Step	Hyp	Ref	Expression
1		breq2 4034	. . . 4 |- ( q = ( Q / B ) -> ( A # q <-> A # ( Q / B ) ) )
2		irrmulap.aq	. . . 4 |- ( ph -> A. q e. QQ A # q )
3		irrmulap.q	. . . . 5 |- ( ph -> Q e. QQ )
4		irrmulap.b	. . . . 5 |- ( ph -> B e. QQ )
5		irrmulap.b0	. . . . 5 |- ( ph -> B =/= 0 )
6		qdivcl 9711	. . . . 5 |- ( ( Q e. QQ /\ B e. QQ /\ B =/= 0 ) -> ( Q / B ) e. QQ )
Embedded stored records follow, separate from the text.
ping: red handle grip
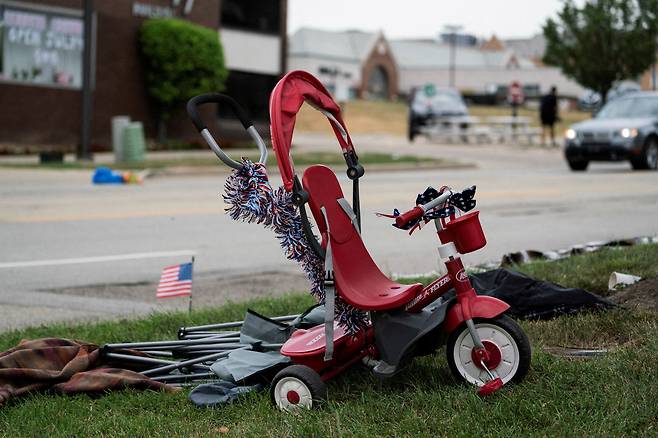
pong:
[395,206,425,228]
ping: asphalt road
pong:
[0,135,658,330]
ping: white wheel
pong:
[274,377,313,411]
[270,365,327,411]
[446,316,530,386]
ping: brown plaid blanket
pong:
[0,338,175,407]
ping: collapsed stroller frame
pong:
[188,71,530,410]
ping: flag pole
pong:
[187,256,194,315]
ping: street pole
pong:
[445,25,462,88]
[76,0,94,160]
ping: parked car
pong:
[407,85,468,141]
[564,92,658,171]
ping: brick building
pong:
[0,0,286,147]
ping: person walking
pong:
[539,86,559,146]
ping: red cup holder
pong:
[439,211,487,254]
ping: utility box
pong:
[112,116,130,163]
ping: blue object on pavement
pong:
[91,166,124,184]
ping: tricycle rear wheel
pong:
[270,365,327,411]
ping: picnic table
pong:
[423,116,541,144]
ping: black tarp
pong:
[469,268,615,319]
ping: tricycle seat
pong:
[302,165,422,310]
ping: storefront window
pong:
[0,4,84,88]
[220,0,281,35]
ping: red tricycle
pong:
[188,71,530,410]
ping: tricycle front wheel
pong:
[446,315,530,386]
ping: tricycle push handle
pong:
[395,190,452,228]
[187,93,267,169]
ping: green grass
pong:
[0,152,451,170]
[514,244,658,295]
[0,245,658,437]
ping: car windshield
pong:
[596,97,658,119]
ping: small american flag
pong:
[156,263,192,298]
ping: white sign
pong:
[133,0,194,18]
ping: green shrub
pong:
[139,18,228,140]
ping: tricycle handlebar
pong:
[187,93,267,169]
[395,190,452,228]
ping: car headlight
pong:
[620,128,637,138]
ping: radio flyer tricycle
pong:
[188,71,530,410]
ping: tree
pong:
[543,0,658,102]
[139,18,228,142]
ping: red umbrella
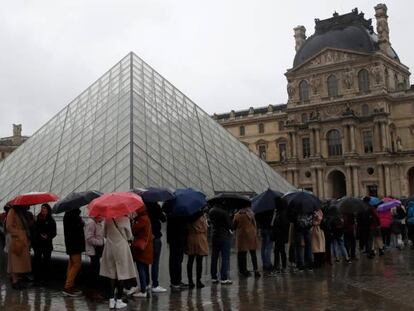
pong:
[88,192,144,219]
[9,192,59,205]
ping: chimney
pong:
[293,26,306,52]
[374,3,391,55]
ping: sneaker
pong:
[221,280,233,285]
[109,298,115,309]
[124,286,138,296]
[151,285,167,293]
[115,299,128,309]
[62,288,82,297]
[132,292,148,298]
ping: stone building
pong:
[213,4,414,198]
[0,124,29,161]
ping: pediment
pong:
[289,48,370,72]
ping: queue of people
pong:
[0,197,414,309]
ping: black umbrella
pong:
[252,188,283,214]
[131,187,175,203]
[337,197,365,214]
[207,193,251,209]
[282,191,321,218]
[52,190,103,214]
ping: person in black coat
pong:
[63,208,85,296]
[32,204,56,282]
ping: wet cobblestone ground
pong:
[0,249,414,311]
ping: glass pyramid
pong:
[0,53,293,206]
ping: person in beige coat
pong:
[99,216,137,309]
[186,211,208,288]
[233,207,260,277]
[311,209,325,268]
[6,206,32,289]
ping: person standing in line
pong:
[6,206,32,290]
[233,206,260,277]
[255,210,274,272]
[99,216,137,309]
[144,202,167,293]
[311,209,326,268]
[63,208,85,297]
[167,213,188,291]
[32,204,56,282]
[209,205,233,285]
[85,217,105,298]
[343,213,357,260]
[186,211,208,288]
[272,207,290,273]
[131,206,154,298]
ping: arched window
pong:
[361,104,369,117]
[258,123,264,134]
[328,75,338,97]
[299,80,309,101]
[301,113,308,123]
[326,130,342,156]
[358,69,369,93]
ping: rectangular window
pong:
[259,145,266,161]
[302,137,310,158]
[362,131,374,153]
[279,143,286,161]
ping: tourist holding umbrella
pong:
[252,188,283,271]
[6,205,32,289]
[88,192,144,309]
[233,206,260,277]
[32,203,56,282]
[164,188,206,291]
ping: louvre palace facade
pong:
[213,4,414,198]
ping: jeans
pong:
[275,241,286,269]
[169,243,185,286]
[137,261,149,293]
[65,254,82,289]
[260,229,273,269]
[332,237,348,259]
[151,238,162,287]
[344,233,356,258]
[211,237,231,280]
[295,229,313,268]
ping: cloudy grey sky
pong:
[0,0,414,137]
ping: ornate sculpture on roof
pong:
[342,67,354,90]
[310,75,322,95]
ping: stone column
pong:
[349,124,355,153]
[352,166,359,197]
[384,164,391,195]
[346,166,353,196]
[317,168,325,198]
[377,164,385,196]
[380,122,387,151]
[315,129,321,156]
[292,133,297,158]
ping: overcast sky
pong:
[0,0,414,137]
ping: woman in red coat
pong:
[131,207,154,298]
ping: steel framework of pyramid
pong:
[0,52,293,205]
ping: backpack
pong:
[296,215,313,229]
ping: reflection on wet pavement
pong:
[0,249,414,311]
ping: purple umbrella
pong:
[377,200,401,213]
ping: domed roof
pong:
[293,9,399,67]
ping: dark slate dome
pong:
[293,9,399,67]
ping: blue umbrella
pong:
[252,188,283,214]
[132,187,175,203]
[368,197,382,206]
[165,188,207,217]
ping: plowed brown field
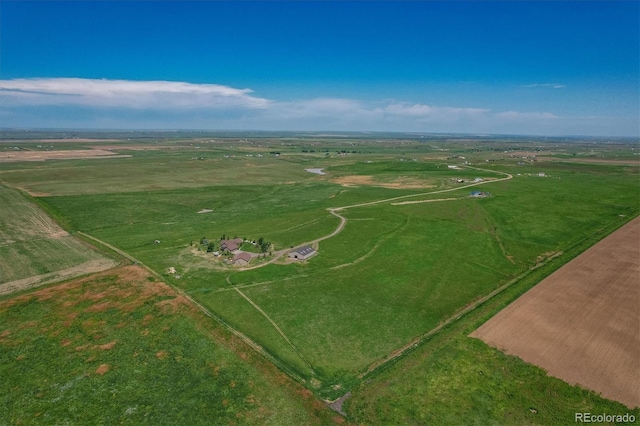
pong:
[471,218,640,407]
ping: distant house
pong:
[220,238,242,251]
[233,252,251,265]
[289,246,316,260]
[471,191,489,197]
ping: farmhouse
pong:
[220,238,242,251]
[233,252,251,265]
[289,246,316,260]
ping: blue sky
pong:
[0,0,640,137]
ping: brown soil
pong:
[0,149,131,163]
[0,258,116,296]
[98,340,118,351]
[96,364,109,376]
[537,157,640,166]
[471,218,640,407]
[332,175,435,189]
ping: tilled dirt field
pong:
[471,217,640,407]
[0,149,131,162]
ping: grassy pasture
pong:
[0,266,338,425]
[346,218,640,425]
[0,186,112,284]
[0,136,640,416]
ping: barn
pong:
[233,252,251,265]
[289,246,316,260]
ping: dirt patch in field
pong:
[96,364,109,376]
[0,149,131,163]
[537,157,640,167]
[0,258,116,297]
[331,175,435,189]
[471,218,640,407]
[98,340,118,351]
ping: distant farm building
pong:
[471,191,489,198]
[289,246,316,260]
[220,238,242,251]
[233,252,251,265]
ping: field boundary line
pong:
[78,231,306,383]
[358,214,637,379]
[358,251,564,379]
[227,277,314,373]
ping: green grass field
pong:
[0,186,114,284]
[0,134,640,423]
[0,266,332,425]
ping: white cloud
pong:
[0,78,269,109]
[495,111,560,120]
[522,83,567,89]
[0,78,580,133]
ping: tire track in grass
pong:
[227,277,315,376]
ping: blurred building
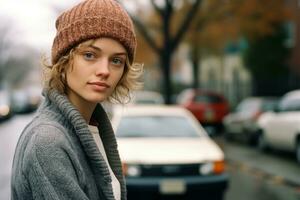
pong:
[285,0,300,89]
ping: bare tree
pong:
[123,0,200,104]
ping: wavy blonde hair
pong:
[43,40,143,104]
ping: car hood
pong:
[118,137,224,164]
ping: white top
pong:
[88,125,121,200]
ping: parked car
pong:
[11,86,42,114]
[258,90,300,163]
[11,88,42,114]
[112,105,228,200]
[131,90,164,104]
[0,90,12,121]
[177,89,229,131]
[223,97,278,144]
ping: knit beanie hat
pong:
[51,0,136,64]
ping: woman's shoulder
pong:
[20,117,68,151]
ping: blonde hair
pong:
[43,40,143,104]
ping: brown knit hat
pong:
[52,0,136,64]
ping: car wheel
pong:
[296,139,300,164]
[257,133,269,151]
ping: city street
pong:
[0,114,300,200]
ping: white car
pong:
[223,97,278,144]
[130,90,164,104]
[258,90,300,163]
[112,105,228,199]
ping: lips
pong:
[88,81,110,88]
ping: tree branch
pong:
[172,0,201,49]
[131,16,161,55]
[151,0,164,16]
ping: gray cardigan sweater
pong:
[11,90,126,200]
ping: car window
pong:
[116,116,199,137]
[279,98,300,111]
[262,99,278,112]
[195,94,223,103]
[236,100,261,113]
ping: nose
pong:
[95,58,110,78]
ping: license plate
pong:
[159,179,186,194]
[204,110,215,122]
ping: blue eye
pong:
[83,52,95,60]
[112,57,124,65]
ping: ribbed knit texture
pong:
[52,0,136,64]
[11,90,126,200]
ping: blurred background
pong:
[0,0,300,200]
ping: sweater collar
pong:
[43,89,126,199]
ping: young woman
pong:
[11,0,142,200]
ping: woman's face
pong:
[66,38,127,104]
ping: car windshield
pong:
[116,116,199,137]
[236,99,261,113]
[195,94,223,103]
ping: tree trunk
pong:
[192,45,200,89]
[160,52,173,104]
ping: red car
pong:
[177,89,229,130]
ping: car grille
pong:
[141,164,200,177]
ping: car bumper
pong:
[126,174,229,195]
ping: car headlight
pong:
[199,160,225,175]
[0,105,9,116]
[122,163,142,177]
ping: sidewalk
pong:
[216,138,300,189]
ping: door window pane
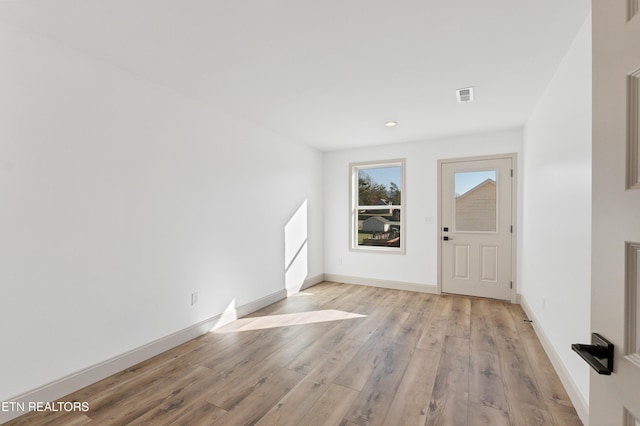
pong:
[454,170,497,232]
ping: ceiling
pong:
[0,0,590,151]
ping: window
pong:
[350,160,404,253]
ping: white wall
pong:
[519,18,591,411]
[324,129,522,289]
[0,25,323,401]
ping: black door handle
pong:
[571,333,613,376]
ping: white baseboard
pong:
[518,294,589,425]
[0,288,286,424]
[300,274,325,291]
[324,274,438,294]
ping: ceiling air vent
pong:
[456,87,473,103]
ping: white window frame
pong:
[349,158,407,254]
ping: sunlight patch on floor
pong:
[213,309,366,333]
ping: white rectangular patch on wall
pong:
[456,87,473,104]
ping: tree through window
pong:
[351,160,404,252]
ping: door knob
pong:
[571,333,613,376]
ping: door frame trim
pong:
[437,152,518,303]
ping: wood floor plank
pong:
[7,283,581,426]
[296,384,358,426]
[385,349,441,426]
[471,298,498,354]
[417,296,453,351]
[508,305,578,424]
[345,344,413,425]
[334,339,392,391]
[469,348,509,415]
[425,336,469,426]
[469,402,511,426]
[446,296,471,339]
[207,322,322,411]
[213,368,304,426]
[257,340,363,425]
[287,312,366,374]
[167,401,227,426]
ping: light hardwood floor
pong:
[9,283,582,426]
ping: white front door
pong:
[439,155,513,300]
[584,0,640,426]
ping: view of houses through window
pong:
[352,161,403,251]
[454,170,497,232]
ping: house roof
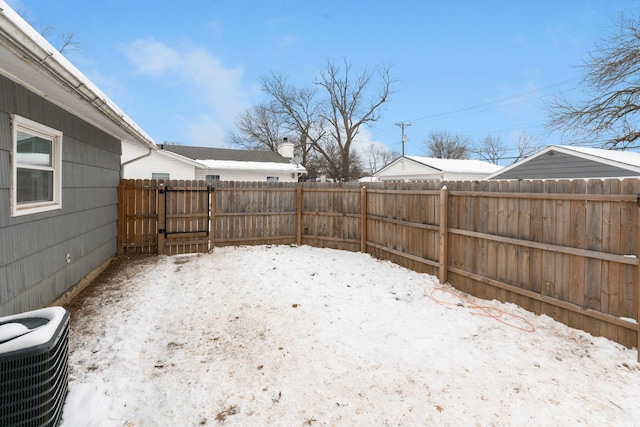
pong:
[374,156,502,176]
[160,144,290,163]
[0,0,155,148]
[486,145,640,179]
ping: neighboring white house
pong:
[486,145,640,179]
[374,156,502,181]
[122,142,307,182]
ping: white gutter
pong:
[0,0,155,148]
[120,147,157,179]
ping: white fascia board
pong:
[201,160,307,173]
[157,150,207,169]
[551,145,640,172]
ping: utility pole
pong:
[396,122,411,156]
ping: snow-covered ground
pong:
[63,246,640,427]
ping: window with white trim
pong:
[11,115,62,216]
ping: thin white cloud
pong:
[123,38,181,75]
[123,38,258,146]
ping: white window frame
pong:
[11,114,62,216]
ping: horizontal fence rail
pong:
[119,179,640,360]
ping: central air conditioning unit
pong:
[0,307,69,427]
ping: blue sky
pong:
[9,0,640,164]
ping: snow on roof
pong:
[405,156,502,173]
[0,0,155,148]
[196,159,306,172]
[550,145,640,167]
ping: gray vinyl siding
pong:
[493,152,640,179]
[0,76,121,316]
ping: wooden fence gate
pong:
[118,180,213,255]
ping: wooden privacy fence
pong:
[118,180,213,255]
[119,179,640,358]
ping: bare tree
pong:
[363,143,400,175]
[513,131,538,163]
[471,135,507,165]
[314,60,393,180]
[547,15,640,149]
[261,73,326,165]
[226,104,283,151]
[425,131,471,159]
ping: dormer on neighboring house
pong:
[486,145,640,179]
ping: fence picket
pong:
[118,179,640,358]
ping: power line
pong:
[396,122,411,156]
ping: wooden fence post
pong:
[209,188,216,251]
[156,183,167,254]
[116,180,126,255]
[439,186,449,283]
[360,187,367,254]
[296,187,302,246]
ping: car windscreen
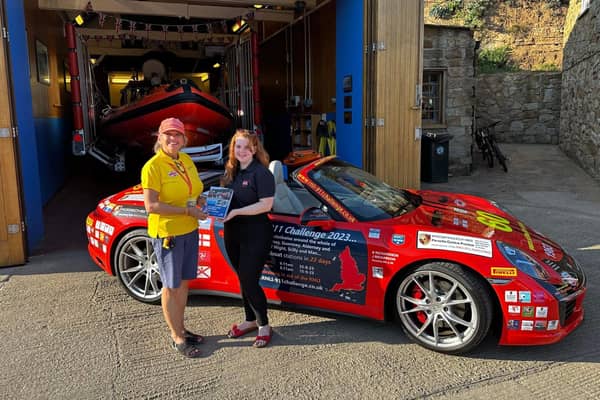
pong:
[308,159,415,221]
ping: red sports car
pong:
[86,157,586,354]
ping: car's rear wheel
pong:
[114,229,162,303]
[396,263,493,354]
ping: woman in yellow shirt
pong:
[142,118,206,358]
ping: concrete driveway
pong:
[0,145,600,399]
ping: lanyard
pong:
[169,160,192,196]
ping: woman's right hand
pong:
[187,207,208,221]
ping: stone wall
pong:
[423,25,475,175]
[475,72,561,144]
[560,1,600,180]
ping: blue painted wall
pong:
[335,0,364,167]
[5,0,44,252]
[34,118,72,205]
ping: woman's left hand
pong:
[187,207,207,221]
[223,209,237,222]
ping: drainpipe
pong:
[65,22,86,156]
[250,30,263,141]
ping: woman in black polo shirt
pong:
[223,130,275,347]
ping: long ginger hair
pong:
[222,129,269,185]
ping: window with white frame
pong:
[421,70,444,125]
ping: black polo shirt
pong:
[227,159,275,216]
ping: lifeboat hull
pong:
[98,84,234,153]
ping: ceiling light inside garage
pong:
[231,18,246,33]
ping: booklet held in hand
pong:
[205,186,233,218]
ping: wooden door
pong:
[0,1,29,267]
[365,0,423,189]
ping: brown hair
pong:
[222,129,269,185]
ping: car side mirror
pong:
[300,207,335,231]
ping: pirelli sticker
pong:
[490,267,517,278]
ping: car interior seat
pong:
[269,160,304,215]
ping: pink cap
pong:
[158,118,185,134]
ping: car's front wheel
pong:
[114,229,162,303]
[396,263,493,354]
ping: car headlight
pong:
[490,200,513,215]
[496,242,550,281]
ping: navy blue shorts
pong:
[150,229,198,289]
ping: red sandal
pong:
[252,327,273,348]
[227,324,258,339]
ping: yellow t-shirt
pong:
[142,150,204,237]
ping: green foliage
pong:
[477,46,518,74]
[463,0,492,28]
[533,63,560,72]
[429,0,462,19]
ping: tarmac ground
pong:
[0,144,600,399]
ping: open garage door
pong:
[0,2,25,266]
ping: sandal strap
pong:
[171,340,202,358]
[184,329,204,344]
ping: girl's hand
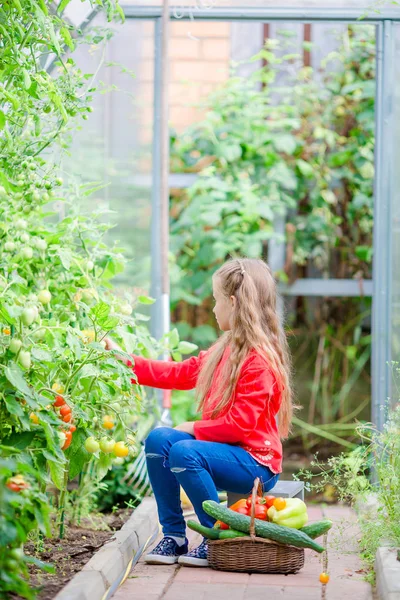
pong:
[174,421,194,435]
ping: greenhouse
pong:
[0,0,400,600]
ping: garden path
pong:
[113,505,373,600]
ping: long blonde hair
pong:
[196,258,297,439]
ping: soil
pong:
[10,509,132,600]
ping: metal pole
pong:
[160,0,170,340]
[371,21,395,430]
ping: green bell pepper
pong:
[268,498,308,529]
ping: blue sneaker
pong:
[178,540,208,567]
[144,536,189,565]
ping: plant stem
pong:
[58,461,69,540]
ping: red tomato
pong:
[265,496,276,508]
[53,396,65,406]
[250,504,268,521]
[60,404,71,417]
[61,431,72,450]
[235,506,250,516]
[214,521,229,529]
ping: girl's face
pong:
[213,278,236,331]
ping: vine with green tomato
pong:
[0,0,191,598]
[171,25,375,448]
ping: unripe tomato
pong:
[51,381,65,394]
[38,290,51,304]
[9,338,22,354]
[114,442,129,458]
[85,437,100,454]
[21,306,37,327]
[4,242,15,252]
[60,404,72,417]
[18,350,31,369]
[21,246,33,260]
[102,415,114,429]
[100,437,115,454]
[29,413,39,425]
[61,431,72,450]
[53,396,65,407]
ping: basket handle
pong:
[250,477,263,540]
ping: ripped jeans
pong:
[145,427,279,537]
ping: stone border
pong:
[54,498,159,600]
[375,547,400,600]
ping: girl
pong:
[107,259,293,566]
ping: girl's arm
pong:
[194,358,275,444]
[106,338,206,390]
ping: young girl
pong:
[108,259,293,566]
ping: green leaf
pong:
[31,348,54,362]
[138,296,155,304]
[4,362,32,398]
[47,460,65,490]
[4,396,24,417]
[57,0,71,15]
[57,248,72,271]
[4,431,36,450]
[60,27,75,50]
[272,133,297,155]
[65,429,91,479]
7	3, 4, 5, 6	syl3anc 1249	. . . 4 |- ( ph -> ( Q / B ) e. QQ )
8	1, 2, 7	rspcdva 2870	. . 3 |- ( ph -> A # ( Q / B ) )
9		qcn 9702	. . . . 5 |- ( ( Q / B ) e. QQ -> ( Q / B ) e. CC )
10	7, 9	syl 14	. . . 4 |- ( ph -> ( Q / B ) e. CC )
11		irrmulap.a	. . . . 5 |- ( ph -> A e. RR )
12	11	recnd 8050	. . . 4 |- ( ph -> A e. CC )
13		apsym 8627	. . . 4 |- ( ( ( Q / B ) e. CC /\ A e. CC ) -> ( ( Q / B ) # A <-> A # ( Q / B ) ) )
14	10, 12, 13	syl2anc 411	. . 3 |- ( ph -> ( ( Q / B ) # A <-> A # ( Q / B ) ) )
15	8, 14	mpbird 167	. 2 |- ( ph -> ( Q / B ) # A )
16		qcn 9702	. . . . 5 |- ( Q e. QQ -> Q e. CC )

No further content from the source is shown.